Cisco is also supposedly working on a next-generation scaleable router called “Q.” And Avici Systems Inc. (Nasdaq: AVCI; Frankfurt: BVC7) has been touting the scaleable story for over two years without much success (see Avici Intros Tiny TSR). Then there are the startups like Caspian Networks, Charlotte’s Web Networks Ltd., Hyperchip Inc., and Pluris Inc., which are all getting closer to introducing products into the market.
These newer players are taking a different approach to the problem. Unlike Juniper, which uses a centralized switch fabric in each device to process packets, these newer players have designed distributed routing systems. This means that some of the switch fabric in each device is resident on the line cards, and some is centralized as a means of interconnecting the cards. Software, too, is distributed, so the failure of one process does not take down the whole system but can be rebooted separately. This supposedly creates a "fault-tolerant" design, which is what many carriers say they want.
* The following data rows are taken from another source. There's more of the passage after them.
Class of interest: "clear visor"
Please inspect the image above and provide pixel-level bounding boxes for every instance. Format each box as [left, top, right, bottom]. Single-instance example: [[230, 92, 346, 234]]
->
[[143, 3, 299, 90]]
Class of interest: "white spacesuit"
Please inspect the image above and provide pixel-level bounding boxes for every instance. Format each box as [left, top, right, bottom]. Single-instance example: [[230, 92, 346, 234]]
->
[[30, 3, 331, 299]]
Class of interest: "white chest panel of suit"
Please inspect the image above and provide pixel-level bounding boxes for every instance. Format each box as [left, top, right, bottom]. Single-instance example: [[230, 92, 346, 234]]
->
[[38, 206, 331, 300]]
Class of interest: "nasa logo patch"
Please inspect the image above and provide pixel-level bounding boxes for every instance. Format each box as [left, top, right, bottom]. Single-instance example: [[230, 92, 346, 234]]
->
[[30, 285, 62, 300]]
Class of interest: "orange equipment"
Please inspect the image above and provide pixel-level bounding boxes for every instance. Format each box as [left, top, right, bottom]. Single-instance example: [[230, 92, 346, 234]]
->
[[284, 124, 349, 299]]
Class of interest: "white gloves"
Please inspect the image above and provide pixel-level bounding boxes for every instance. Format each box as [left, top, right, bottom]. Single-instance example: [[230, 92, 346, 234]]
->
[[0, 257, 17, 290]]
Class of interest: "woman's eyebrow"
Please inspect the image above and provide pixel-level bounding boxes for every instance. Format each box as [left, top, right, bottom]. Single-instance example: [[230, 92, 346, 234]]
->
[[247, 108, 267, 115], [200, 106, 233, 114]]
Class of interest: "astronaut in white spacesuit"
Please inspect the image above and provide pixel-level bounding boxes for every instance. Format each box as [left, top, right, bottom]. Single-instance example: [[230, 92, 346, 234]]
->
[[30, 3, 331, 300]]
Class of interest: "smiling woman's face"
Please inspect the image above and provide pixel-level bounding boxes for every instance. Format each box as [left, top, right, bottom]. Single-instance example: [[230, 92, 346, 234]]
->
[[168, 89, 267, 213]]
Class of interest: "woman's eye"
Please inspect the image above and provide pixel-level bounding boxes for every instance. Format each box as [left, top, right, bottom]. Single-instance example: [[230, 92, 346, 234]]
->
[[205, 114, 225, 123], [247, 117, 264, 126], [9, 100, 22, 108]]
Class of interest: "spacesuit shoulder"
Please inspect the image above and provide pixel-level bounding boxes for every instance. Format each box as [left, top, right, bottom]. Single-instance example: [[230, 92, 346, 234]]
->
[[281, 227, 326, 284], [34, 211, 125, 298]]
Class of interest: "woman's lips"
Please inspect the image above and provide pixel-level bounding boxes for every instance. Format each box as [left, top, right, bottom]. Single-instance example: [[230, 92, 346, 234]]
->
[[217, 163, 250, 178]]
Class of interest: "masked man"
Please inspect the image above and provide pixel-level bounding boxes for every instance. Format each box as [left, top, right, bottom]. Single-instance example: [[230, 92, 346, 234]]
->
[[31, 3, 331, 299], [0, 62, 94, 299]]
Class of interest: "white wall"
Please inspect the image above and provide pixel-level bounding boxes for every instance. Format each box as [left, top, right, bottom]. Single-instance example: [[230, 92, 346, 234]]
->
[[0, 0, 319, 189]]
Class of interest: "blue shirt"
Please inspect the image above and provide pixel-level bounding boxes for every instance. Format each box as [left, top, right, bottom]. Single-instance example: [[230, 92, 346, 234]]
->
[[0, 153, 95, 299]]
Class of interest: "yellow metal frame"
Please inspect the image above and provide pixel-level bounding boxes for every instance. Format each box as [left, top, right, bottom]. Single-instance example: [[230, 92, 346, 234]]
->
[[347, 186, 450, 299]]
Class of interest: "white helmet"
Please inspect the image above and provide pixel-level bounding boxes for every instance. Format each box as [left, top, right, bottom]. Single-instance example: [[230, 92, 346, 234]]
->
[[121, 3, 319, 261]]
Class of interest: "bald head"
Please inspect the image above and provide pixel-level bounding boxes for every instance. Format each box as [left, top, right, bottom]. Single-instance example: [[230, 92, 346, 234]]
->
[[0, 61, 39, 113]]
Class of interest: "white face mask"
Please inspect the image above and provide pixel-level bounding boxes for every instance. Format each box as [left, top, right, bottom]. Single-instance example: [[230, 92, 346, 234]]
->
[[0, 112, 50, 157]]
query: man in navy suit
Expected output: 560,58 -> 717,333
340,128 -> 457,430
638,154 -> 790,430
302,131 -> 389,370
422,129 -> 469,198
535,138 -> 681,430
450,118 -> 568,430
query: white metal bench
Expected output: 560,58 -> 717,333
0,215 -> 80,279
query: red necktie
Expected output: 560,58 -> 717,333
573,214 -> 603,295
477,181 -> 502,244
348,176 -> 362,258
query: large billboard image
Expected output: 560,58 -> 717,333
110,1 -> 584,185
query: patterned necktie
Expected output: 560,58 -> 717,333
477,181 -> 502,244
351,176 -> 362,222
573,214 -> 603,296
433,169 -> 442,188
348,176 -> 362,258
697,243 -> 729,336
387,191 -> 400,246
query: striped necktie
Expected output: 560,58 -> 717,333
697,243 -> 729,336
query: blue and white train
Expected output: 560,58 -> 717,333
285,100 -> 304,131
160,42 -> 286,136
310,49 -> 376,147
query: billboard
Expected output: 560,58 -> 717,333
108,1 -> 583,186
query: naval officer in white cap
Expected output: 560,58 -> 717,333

But some experts, including Network Test's Newman, say that it’s meaningless to debate architectures without products to compare.
“There are good arguments for each design,” he says. “I can think of ways to break either one. But what it will really come down to is implementation.”
Newman also points to the strength of Juniper’s customer base and says that many of these customers will choose Juniper because it is more familiar to them and cheaper than installing a new vendor. The cost of bringing in a new vendor can be anywhere between $12 and $20 million. These are costs associated with retraining engineers and integrating software into existing management platforms.
What’s more Juniper has already established itself as one of two main equipment providers in a highly competitive and specialized market, with a 25 percent to 30 percent share (see Router Numbers Support Cisco). (Cisco has the remaining 70 percent.) Tier-one carriers typically have about 40 points of presence (POPs), of which only 25 are likely to be mega-POPs where large core routers are needed. These carriers usually only buy two core routers per POP. At the end of the day, a core routing vendor is only looking at a maximum of 50 routers per customer over the next three to five years.
What’s more, the upgrade adoption rate is slow in this market. For example, one tier-one carrier has indicated that it only plans to upgrade four of its POPs this year. It will likely upgrade 10 more over the next year, and so on.
“This market requires a lot of support from equipment providers,” says Kamman. “And the trust involved is so great, I only see two or three players in the market, just because it is so highly specialized.”